Preeclampsia (PE) manifesting as hypertension and organ injury is mediated by vascular dysfunction. In biological fluids, extracellular vesicles (EVs) containing microRNA (miRNA), protein, and other cargo released from the placenta may serve as carriers to propagate injury, altering the functional phenotype of endothelial cells. PE has been consistently correlated with increased levels of placenta-derived EVs (pEVs) in maternal circulation. However, whether pEVs impaired endothelial cell function remains to be determined. In this study, we hypothesize that pEVs from pregnant women with severe PE (sPE) impair endothelial function through altered cell signaling.

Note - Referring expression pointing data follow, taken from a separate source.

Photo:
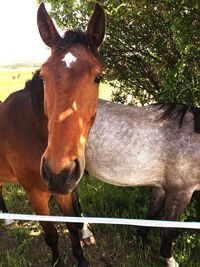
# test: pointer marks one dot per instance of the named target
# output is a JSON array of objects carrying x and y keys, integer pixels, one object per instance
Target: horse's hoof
[
  {"x": 87, "y": 236},
  {"x": 8, "y": 222},
  {"x": 171, "y": 262},
  {"x": 89, "y": 241},
  {"x": 83, "y": 263}
]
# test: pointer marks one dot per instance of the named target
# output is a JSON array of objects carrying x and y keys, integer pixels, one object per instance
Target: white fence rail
[{"x": 97, "y": 220}]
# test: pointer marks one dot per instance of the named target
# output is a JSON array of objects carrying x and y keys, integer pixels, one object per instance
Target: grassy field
[{"x": 22, "y": 244}]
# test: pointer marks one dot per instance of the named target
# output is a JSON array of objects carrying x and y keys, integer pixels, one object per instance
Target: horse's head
[{"x": 71, "y": 79}]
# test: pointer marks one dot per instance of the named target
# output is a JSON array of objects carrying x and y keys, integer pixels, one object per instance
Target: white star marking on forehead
[{"x": 69, "y": 59}]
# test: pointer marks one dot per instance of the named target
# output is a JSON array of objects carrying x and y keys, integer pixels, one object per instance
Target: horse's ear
[
  {"x": 46, "y": 27},
  {"x": 96, "y": 25}
]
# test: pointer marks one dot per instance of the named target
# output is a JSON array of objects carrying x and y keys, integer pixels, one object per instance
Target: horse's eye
[{"x": 98, "y": 78}]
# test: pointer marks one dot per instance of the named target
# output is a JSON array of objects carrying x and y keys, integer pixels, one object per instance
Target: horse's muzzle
[{"x": 64, "y": 182}]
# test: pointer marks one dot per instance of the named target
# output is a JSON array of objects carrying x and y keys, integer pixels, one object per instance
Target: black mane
[
  {"x": 35, "y": 88},
  {"x": 179, "y": 111}
]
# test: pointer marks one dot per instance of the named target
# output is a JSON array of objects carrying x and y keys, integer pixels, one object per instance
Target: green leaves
[{"x": 152, "y": 48}]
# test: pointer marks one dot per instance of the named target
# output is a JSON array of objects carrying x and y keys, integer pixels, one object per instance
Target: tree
[{"x": 151, "y": 50}]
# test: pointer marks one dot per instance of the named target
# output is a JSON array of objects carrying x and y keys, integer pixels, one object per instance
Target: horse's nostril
[{"x": 65, "y": 181}]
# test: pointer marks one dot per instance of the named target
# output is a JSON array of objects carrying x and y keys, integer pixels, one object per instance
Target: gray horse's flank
[{"x": 135, "y": 146}]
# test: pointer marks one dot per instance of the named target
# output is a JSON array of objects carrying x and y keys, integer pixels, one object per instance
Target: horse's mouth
[{"x": 64, "y": 182}]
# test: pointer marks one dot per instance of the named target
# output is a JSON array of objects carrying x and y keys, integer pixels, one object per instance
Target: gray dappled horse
[{"x": 156, "y": 146}]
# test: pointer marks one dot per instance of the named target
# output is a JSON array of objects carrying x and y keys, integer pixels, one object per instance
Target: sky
[{"x": 19, "y": 37}]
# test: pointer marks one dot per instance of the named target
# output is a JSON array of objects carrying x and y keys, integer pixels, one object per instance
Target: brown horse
[{"x": 53, "y": 125}]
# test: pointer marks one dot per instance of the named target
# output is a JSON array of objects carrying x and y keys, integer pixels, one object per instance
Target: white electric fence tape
[{"x": 96, "y": 220}]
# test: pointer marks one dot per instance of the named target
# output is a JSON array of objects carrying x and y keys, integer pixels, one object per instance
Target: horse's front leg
[
  {"x": 69, "y": 207},
  {"x": 87, "y": 235},
  {"x": 174, "y": 205},
  {"x": 3, "y": 207},
  {"x": 156, "y": 204},
  {"x": 39, "y": 202}
]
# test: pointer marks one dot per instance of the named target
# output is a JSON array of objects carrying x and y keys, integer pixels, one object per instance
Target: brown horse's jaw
[{"x": 64, "y": 182}]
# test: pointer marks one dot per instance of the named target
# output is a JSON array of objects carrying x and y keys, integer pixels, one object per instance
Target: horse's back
[{"x": 135, "y": 146}]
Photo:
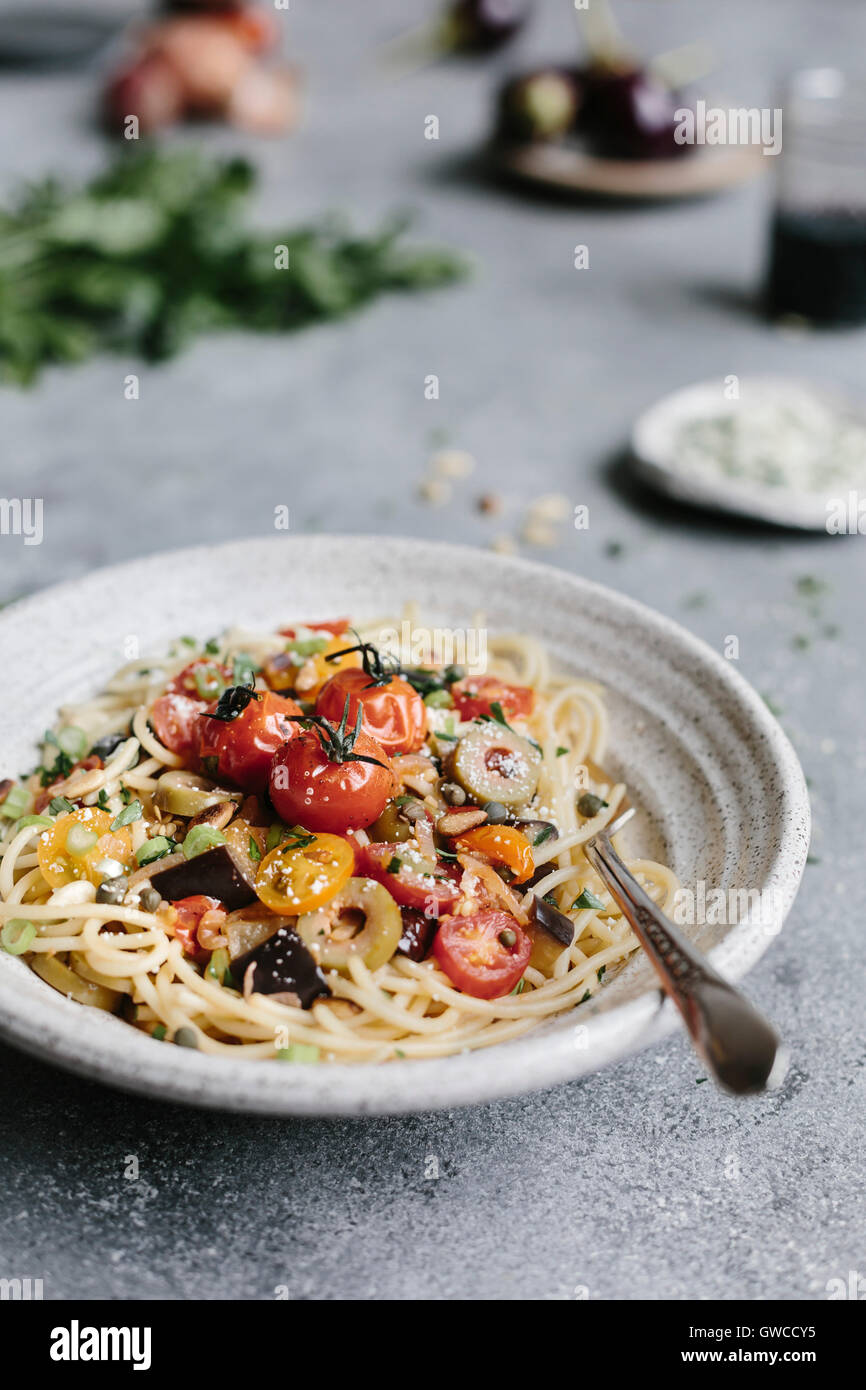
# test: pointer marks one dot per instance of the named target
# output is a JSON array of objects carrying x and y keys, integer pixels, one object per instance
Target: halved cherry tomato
[
  {"x": 477, "y": 694},
  {"x": 394, "y": 713},
  {"x": 188, "y": 916},
  {"x": 239, "y": 751},
  {"x": 175, "y": 723},
  {"x": 502, "y": 845},
  {"x": 49, "y": 792},
  {"x": 307, "y": 674},
  {"x": 78, "y": 843},
  {"x": 410, "y": 879},
  {"x": 484, "y": 955},
  {"x": 298, "y": 877},
  {"x": 203, "y": 680},
  {"x": 323, "y": 794}
]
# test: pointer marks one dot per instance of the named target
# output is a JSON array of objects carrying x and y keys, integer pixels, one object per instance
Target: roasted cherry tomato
[
  {"x": 502, "y": 845},
  {"x": 334, "y": 626},
  {"x": 477, "y": 694},
  {"x": 49, "y": 792},
  {"x": 305, "y": 672},
  {"x": 239, "y": 751},
  {"x": 410, "y": 879},
  {"x": 324, "y": 792},
  {"x": 77, "y": 844},
  {"x": 175, "y": 723},
  {"x": 305, "y": 873},
  {"x": 188, "y": 918},
  {"x": 483, "y": 955},
  {"x": 394, "y": 713},
  {"x": 203, "y": 680}
]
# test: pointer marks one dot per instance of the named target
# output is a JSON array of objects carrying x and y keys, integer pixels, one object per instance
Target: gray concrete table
[{"x": 637, "y": 1183}]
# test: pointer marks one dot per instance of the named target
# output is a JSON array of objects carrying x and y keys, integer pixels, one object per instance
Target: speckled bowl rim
[{"x": 84, "y": 1040}]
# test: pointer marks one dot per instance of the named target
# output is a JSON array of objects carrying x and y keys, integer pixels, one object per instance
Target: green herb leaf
[{"x": 587, "y": 900}]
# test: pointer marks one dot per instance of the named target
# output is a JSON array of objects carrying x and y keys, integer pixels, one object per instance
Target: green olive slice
[
  {"x": 335, "y": 936},
  {"x": 186, "y": 794},
  {"x": 495, "y": 763}
]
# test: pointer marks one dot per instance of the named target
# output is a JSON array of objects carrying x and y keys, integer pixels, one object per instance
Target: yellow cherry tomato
[
  {"x": 77, "y": 844},
  {"x": 502, "y": 845},
  {"x": 300, "y": 876},
  {"x": 282, "y": 672}
]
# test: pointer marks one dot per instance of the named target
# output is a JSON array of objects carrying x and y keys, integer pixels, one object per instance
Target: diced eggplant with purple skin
[
  {"x": 214, "y": 873},
  {"x": 281, "y": 965},
  {"x": 419, "y": 931},
  {"x": 544, "y": 915}
]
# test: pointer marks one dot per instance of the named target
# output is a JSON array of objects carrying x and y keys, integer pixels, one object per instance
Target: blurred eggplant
[{"x": 540, "y": 104}]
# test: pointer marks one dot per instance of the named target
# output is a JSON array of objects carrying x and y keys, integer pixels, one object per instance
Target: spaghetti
[{"x": 146, "y": 787}]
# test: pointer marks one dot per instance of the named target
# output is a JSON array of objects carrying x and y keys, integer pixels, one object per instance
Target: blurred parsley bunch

We obtained plasma samples from women with sPE (n = 14) and normotensive pregnant women (n = 15) for the isolation of EVs. The total number of EV and pEV contribution was determined by quantifying immunoreactive EV-cluster of designation 63 (CD63) and placental alkaline phosphatase (PLAP) as placenta-specific markers, respectively. Vascular endothelial functional assays were determined by cell migration, electric cell-substrate impedance sensing in human aortic endothelial cells (HAECs), and wire myography in isolated blood vessels, preincubated with EVs from normotensive and sPE women.
Plasma EV and pEV levels were increased in sPE when compared to normotensive without a significant size distribution difference in sPE (108.8 ± 30.2 nm) and normotensive-EVs (101.3 ± 20.3 nm). Impaired endothelial repair and proliferation, reduced endothelial barrier function, reduced endothelial-dependent vasorelaxation, and decreased nitrite level indicate that sPE-EVs induced vascular endothelial dysfunction. Moreover, sPE-EVs significantly downregulated endothelial nitric oxide synthase (eNOS and p-eNOS) when compared to normotensive-EV.
EVs from sPE women impair endothelial-dependent vascular functions in vitro.